3figs
commented
9 months ago Forget about certs change. I can make it happen easily. It can happen anytime if the criteria is met. Actually I did see once when my app just restarted (no nats server restart).
When self._status == CONNECTING, self._transport.at_eof(), and b = await self._transport.read(..) is empty, _read_loop will fall into a never-yield-forever-loop. Once this happened, it would block all other tasks from running.
self._status can be CONNECTING at connect or attempt_reconnect(). It depends on when transport.at_eof() happens. If transport eof came in when nats client was at CONNECTING status and if buffer was empty, this issue would happen.
Below is the change I used. It just forces to set_eof in asyncio/sslproto.py. Remember to run "echo>/var/log/robot/set_eof" before restart your app.

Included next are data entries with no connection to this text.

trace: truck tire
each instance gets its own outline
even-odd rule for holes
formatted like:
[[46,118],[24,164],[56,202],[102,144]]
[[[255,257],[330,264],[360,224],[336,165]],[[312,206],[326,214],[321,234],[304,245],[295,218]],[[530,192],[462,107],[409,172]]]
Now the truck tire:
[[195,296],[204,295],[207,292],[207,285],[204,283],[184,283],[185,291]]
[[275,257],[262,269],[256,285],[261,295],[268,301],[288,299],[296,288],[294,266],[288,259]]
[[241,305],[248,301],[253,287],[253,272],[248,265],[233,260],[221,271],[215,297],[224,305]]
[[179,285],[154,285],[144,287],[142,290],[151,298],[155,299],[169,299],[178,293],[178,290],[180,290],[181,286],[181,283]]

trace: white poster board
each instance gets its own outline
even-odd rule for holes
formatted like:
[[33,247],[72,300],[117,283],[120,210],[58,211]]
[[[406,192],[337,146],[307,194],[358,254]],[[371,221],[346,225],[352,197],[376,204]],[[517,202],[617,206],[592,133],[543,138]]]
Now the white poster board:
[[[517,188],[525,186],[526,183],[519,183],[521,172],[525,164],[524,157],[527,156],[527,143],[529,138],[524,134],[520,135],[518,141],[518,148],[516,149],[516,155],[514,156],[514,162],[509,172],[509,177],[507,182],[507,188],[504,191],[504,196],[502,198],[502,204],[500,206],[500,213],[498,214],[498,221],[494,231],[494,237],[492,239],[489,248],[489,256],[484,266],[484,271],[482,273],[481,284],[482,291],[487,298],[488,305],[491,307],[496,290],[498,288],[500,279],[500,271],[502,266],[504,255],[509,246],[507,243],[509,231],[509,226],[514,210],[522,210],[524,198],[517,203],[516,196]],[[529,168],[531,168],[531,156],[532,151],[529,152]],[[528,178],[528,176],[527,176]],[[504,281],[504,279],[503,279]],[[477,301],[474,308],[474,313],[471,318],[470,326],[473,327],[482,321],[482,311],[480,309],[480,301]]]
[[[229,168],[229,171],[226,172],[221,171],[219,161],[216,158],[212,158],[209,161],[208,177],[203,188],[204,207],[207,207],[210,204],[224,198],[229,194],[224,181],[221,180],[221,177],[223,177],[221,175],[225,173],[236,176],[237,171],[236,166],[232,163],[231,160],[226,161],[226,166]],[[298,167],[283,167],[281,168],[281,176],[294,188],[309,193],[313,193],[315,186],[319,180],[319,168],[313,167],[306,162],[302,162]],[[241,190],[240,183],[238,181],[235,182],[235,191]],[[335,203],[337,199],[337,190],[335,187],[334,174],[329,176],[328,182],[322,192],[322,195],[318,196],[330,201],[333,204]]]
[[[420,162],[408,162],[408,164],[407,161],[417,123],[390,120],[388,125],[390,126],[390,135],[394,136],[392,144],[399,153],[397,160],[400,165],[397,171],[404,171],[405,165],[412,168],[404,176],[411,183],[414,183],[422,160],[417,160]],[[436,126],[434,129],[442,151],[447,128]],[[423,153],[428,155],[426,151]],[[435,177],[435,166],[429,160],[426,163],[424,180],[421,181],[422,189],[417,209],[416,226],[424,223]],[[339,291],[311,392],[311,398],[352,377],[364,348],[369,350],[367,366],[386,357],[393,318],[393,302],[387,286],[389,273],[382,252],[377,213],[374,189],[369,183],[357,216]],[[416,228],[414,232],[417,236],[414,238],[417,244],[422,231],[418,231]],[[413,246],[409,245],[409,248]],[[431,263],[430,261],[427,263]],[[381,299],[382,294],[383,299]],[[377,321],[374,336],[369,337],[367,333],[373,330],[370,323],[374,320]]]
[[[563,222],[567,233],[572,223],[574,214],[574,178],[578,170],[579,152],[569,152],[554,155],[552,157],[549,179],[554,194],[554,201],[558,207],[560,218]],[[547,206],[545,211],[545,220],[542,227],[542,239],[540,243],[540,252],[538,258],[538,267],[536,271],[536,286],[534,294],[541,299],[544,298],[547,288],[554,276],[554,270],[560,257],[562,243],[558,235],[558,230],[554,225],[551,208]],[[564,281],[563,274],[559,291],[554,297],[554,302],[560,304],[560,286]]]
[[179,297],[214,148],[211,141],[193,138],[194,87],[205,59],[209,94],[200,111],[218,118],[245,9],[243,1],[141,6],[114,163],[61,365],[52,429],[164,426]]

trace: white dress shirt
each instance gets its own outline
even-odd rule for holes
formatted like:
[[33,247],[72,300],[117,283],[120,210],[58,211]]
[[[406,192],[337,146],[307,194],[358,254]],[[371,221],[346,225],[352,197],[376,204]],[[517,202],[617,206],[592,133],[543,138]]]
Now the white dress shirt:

# diff /mnt/datafs/new/sslproto.py /usr/lib/python3.11/asyncio/
--- /mnt/datafs/new/sslproto.py
+++ /usr/lib/python3.11/asyncio/sslproto.py
@@ -1,6 +1,5 @@
import collections
import enum
-import os
import warnings
try:
import ssl
@@ -431,11 +430,6 @@
return self._ssl_buffer_view
def buffer_updated(self, nbytes):
- if os.path.exists("/var/log/robot/set_eof"):
- logger.info(f"------ set_eof buffer_updated state {self._state}")
- self._app_state = AppProtocolState.STATE_EOF
- keep_open = self._app_protocol.eof_received()
-
self._incoming.write(self._ssl_buffer_view[:nbytes])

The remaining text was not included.